Fort heureusement, ces zones d'ombre ne suffisent pas à ternir le tableau. Ce premier volet fait déjà preuve d'une efficacité exemplaire de par son principe envoûtant et son atmosphère ultra-immersive, offrant une expérience de jeu passionnante et ouvrant la porte à la fois à un genre nouveau ainsi qu'à une nouvelle licence plus que prometteuse. Ce dernier point sera confirmé par Dark Project 2 : L'Age de Metal, qui sortira moins de deux ans plus tard. Cette suite s'avérera encore plus aboutie, mais signera aussi et hélas le chant du cygne du papa de Dark Project, le talentueux Looking Glass Studio.
- Graphismes14/20
Si l'aspect technique (déjà un peu à la traine à sa sortie) n'est pas le point fort du soft, il est compensé par sa direction artistique, modelant des environnements imprégnés d'ambiance, bâtissant un univers médiéval steampunk des plus réussis. L'intérêt des missions permet en outre de largement surmonter ce petit handicap.
- Jouabilité17/20
Si le gameplay requiert un temps d'adaptation pour le maîtriser et en tirer profit, la prise en main ne pose aucun problème. On regrettera seulement une gestion des sauts peu intuitive et quelques murs invisibles. Mais absolument rien de rebutant.
- Durée de vie17/20
Comptez une vingtaine d'heures lors du premier passage.
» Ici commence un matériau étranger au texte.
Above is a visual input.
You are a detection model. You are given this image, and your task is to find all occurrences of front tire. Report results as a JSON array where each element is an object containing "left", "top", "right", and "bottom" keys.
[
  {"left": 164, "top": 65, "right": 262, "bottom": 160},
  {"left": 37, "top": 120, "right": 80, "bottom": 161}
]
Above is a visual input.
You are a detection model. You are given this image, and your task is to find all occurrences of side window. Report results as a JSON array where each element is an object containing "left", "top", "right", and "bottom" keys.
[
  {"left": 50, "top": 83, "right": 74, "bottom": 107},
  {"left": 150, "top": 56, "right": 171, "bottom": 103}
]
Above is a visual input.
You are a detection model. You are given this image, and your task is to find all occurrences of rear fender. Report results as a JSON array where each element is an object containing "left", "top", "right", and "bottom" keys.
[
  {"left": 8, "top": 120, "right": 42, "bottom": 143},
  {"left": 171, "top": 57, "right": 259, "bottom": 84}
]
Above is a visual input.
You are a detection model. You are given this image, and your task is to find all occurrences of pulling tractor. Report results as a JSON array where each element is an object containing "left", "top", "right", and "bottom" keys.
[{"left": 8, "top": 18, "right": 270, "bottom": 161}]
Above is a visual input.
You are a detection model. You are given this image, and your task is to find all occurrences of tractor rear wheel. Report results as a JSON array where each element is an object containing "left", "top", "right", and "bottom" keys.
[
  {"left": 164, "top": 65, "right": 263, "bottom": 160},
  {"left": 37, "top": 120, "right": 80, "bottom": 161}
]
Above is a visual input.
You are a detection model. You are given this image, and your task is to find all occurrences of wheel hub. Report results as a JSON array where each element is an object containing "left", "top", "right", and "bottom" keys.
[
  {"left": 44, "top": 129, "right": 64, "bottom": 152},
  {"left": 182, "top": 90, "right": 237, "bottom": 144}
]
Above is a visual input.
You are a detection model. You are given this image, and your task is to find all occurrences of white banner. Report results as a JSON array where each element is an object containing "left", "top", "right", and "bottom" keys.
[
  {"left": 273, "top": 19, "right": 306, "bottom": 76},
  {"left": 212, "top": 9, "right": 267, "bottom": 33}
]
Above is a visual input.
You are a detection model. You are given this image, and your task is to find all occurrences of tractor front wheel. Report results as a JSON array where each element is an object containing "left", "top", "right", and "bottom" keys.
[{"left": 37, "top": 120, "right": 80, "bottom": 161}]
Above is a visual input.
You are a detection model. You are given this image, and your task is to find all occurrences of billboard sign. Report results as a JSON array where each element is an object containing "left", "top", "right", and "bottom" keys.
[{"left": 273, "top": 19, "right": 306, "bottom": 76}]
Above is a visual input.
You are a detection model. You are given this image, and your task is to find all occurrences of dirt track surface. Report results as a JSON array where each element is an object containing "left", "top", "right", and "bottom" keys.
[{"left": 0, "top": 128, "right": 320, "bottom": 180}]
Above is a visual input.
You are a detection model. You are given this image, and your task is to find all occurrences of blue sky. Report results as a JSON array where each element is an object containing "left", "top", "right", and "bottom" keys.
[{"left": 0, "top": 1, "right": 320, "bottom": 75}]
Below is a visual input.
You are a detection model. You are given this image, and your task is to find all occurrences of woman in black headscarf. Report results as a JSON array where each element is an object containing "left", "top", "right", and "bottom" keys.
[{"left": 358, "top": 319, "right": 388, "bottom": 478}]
Cependant, le très large éventail de possibilités pour franchir un niveau ainsi que la présence de trois mode de difficulté assurent au titre une rejouabilité assez phénoménale, d'autant qu'on prend de plus en plus de plaisir au fil des parties.
- Bande son18/20
De la haute voltige! Bruitages et voix sont au diapason pour favoriser l'immersion du joueur, avec même quelques jolies saillies humoristiques dans les répliques des gardes, qui confèrent une vie foisonnante à l'ensemble. Les compositions d'Eric Brosius sont discrètes mais efficaces. Elles instaurent un climat sombre et inquiétant avec quelques envolées électro surprenantes, mais en totale adéquation avec l'univers décrit.
- Scénario16/20
Objectifs annulés, mystères et retournements de situation tirent vers le haut un scénario prenant et l'air de rien assez marquant. Mais ce qu'on retiendra surtout est la haute qualité des dialogues, mâtures comme trop rarement dans un jeu vidéo.
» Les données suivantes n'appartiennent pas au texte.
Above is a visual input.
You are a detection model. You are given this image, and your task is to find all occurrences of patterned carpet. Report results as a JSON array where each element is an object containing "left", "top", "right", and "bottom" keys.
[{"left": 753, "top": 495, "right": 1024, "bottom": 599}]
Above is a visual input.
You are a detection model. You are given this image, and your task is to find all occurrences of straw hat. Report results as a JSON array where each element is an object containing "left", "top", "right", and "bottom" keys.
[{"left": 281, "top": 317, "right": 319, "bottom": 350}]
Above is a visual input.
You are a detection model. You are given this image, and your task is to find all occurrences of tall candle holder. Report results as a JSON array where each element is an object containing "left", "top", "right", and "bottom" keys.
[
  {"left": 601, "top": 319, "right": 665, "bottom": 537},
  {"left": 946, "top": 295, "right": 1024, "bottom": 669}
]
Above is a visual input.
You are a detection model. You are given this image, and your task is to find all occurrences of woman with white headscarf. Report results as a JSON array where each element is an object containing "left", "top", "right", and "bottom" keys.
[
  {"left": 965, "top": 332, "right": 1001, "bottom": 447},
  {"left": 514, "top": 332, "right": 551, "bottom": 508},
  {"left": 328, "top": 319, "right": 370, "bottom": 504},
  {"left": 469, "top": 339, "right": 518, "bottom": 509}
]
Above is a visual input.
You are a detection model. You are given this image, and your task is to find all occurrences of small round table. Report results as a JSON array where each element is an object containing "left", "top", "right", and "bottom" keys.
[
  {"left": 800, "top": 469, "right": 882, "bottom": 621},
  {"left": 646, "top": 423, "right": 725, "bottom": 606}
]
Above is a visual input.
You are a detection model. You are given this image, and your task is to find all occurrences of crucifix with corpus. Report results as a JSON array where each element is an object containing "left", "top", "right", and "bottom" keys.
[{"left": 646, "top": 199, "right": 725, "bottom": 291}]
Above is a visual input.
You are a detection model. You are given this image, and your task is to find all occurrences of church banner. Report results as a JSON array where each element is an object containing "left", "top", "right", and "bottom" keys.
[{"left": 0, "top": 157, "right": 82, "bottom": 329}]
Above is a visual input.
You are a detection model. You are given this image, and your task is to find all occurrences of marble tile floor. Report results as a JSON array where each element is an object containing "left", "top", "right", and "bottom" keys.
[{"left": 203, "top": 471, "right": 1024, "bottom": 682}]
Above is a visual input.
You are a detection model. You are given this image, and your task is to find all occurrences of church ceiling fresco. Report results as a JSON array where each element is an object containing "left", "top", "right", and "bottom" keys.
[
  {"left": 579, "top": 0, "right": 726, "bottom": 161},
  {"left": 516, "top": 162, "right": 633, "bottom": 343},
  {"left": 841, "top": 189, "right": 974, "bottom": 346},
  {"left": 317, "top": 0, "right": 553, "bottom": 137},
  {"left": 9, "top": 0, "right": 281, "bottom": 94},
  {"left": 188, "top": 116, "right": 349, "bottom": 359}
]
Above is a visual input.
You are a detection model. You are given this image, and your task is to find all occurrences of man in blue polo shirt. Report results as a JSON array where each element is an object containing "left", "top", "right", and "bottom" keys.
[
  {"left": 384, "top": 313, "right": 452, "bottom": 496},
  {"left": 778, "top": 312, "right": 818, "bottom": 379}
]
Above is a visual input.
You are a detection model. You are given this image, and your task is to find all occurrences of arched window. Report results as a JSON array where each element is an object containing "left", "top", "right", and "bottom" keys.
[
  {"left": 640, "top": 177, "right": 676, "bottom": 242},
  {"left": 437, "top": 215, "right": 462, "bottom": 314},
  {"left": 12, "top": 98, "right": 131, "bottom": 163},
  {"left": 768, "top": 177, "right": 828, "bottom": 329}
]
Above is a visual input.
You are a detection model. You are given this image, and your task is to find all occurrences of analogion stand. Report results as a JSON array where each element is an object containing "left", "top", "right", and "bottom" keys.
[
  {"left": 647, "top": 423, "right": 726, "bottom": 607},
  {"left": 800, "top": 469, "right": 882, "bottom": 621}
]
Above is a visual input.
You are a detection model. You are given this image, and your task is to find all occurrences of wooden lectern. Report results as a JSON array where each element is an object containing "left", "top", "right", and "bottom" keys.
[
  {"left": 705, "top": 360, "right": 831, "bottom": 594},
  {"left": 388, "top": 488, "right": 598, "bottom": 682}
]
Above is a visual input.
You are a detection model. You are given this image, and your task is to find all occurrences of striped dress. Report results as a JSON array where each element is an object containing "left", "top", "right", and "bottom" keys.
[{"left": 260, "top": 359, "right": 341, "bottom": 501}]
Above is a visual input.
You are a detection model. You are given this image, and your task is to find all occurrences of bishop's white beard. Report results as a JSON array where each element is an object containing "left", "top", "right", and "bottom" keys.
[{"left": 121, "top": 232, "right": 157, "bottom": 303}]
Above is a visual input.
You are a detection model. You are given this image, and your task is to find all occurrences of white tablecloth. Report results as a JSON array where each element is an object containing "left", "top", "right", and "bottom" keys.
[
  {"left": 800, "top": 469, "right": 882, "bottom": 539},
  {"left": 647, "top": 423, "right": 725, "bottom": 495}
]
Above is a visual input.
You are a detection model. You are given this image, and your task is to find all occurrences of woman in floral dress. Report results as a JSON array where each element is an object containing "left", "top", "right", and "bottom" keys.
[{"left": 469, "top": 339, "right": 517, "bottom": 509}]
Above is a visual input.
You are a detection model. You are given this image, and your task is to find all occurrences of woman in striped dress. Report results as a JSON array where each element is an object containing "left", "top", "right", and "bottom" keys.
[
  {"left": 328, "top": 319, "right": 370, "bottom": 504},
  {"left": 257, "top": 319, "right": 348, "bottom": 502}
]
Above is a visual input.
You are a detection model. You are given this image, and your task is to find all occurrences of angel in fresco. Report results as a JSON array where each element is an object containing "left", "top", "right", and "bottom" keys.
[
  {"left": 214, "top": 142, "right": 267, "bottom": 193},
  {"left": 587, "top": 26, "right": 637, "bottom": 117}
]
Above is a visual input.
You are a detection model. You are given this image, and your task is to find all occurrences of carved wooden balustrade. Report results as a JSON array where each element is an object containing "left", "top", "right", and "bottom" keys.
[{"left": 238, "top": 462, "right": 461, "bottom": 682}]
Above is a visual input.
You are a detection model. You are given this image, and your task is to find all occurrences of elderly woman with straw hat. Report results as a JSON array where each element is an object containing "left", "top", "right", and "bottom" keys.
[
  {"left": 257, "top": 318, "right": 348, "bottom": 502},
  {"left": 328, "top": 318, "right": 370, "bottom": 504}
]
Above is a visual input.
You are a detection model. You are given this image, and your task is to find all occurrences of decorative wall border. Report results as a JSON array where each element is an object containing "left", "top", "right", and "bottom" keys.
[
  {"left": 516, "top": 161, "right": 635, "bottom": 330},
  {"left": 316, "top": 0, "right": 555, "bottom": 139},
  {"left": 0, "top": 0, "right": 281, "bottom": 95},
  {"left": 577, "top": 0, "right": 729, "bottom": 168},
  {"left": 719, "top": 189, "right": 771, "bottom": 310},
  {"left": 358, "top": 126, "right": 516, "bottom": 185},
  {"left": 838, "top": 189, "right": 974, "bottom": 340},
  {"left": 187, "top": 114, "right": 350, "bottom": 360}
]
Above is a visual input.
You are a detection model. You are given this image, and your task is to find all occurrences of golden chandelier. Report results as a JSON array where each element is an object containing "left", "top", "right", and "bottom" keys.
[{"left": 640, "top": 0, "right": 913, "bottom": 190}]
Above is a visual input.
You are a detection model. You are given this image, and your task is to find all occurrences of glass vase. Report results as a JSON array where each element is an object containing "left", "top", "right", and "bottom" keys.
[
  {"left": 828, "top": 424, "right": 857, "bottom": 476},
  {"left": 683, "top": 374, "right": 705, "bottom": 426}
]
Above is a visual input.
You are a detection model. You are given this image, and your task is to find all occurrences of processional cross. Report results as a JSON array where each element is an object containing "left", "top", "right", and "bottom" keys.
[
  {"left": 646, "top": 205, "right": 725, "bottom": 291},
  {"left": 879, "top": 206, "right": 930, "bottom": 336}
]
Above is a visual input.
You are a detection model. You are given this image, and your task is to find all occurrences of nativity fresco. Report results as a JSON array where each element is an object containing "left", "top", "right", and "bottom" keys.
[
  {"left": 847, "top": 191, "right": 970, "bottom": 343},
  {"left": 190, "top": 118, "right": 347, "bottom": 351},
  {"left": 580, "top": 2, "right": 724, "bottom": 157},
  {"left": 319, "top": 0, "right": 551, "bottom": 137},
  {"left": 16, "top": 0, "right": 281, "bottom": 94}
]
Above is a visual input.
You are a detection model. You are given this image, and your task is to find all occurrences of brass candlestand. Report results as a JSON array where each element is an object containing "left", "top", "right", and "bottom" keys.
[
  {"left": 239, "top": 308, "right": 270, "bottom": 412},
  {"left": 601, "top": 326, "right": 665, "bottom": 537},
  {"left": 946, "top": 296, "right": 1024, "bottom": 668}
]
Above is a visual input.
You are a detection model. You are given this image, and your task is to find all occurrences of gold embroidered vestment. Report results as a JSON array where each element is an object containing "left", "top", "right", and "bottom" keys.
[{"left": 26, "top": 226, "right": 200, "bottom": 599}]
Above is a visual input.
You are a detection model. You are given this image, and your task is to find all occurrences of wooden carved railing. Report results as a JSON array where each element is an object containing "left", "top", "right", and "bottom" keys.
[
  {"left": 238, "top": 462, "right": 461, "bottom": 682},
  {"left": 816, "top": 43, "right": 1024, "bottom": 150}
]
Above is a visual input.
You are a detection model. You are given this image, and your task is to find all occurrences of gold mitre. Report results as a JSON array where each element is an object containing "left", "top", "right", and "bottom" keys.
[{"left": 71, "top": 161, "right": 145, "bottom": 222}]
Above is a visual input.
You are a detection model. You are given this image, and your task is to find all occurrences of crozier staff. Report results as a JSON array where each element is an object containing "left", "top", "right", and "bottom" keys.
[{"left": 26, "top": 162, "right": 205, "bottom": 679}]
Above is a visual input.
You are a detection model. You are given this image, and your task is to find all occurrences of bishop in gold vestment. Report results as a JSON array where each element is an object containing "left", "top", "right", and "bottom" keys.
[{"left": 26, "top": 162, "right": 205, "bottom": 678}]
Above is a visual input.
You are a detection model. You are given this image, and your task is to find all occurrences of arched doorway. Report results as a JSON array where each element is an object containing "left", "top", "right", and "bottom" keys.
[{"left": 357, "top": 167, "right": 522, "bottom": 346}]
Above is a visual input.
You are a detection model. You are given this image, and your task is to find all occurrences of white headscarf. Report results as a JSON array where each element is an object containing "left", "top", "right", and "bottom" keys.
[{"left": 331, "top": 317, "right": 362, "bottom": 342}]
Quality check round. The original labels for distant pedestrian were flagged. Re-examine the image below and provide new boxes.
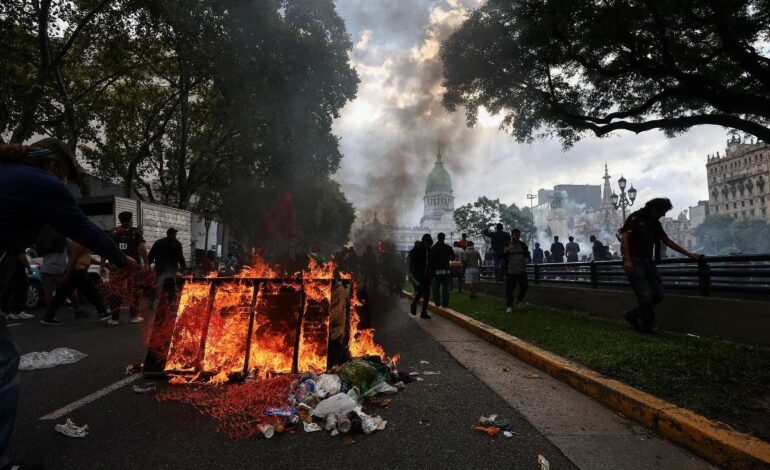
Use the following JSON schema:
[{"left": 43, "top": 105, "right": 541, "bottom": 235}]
[
  {"left": 409, "top": 233, "right": 433, "bottom": 319},
  {"left": 482, "top": 224, "right": 511, "bottom": 281},
  {"left": 462, "top": 241, "right": 481, "bottom": 299},
  {"left": 551, "top": 237, "right": 564, "bottom": 263},
  {"left": 618, "top": 198, "right": 700, "bottom": 333},
  {"left": 532, "top": 243, "right": 545, "bottom": 264},
  {"left": 147, "top": 227, "right": 187, "bottom": 304},
  {"left": 564, "top": 235, "right": 580, "bottom": 263},
  {"left": 505, "top": 228, "right": 532, "bottom": 313},
  {"left": 428, "top": 233, "right": 455, "bottom": 307}
]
Dark Project pose dès 1998 les bases de l'infiltration moderne à travers un gameplay bien huilé qui laisse au joueur une liberté d'action remarquable puisque chaque niveau peut s'appréhender de multiples façons. Si ce premier volet accuse quelques faiblesses en proposant des missions d'un intérêt inégal, force est de constater que la recette fonctionne globalement à merveille. L'identité est forte, grâce à un personnage central charismatique, un univers original et une ambiance qui assure une immersion sans faille ou presque. Un jeu d'exception, qui aurait mérité plus de succès qu'il n'a réellement connu.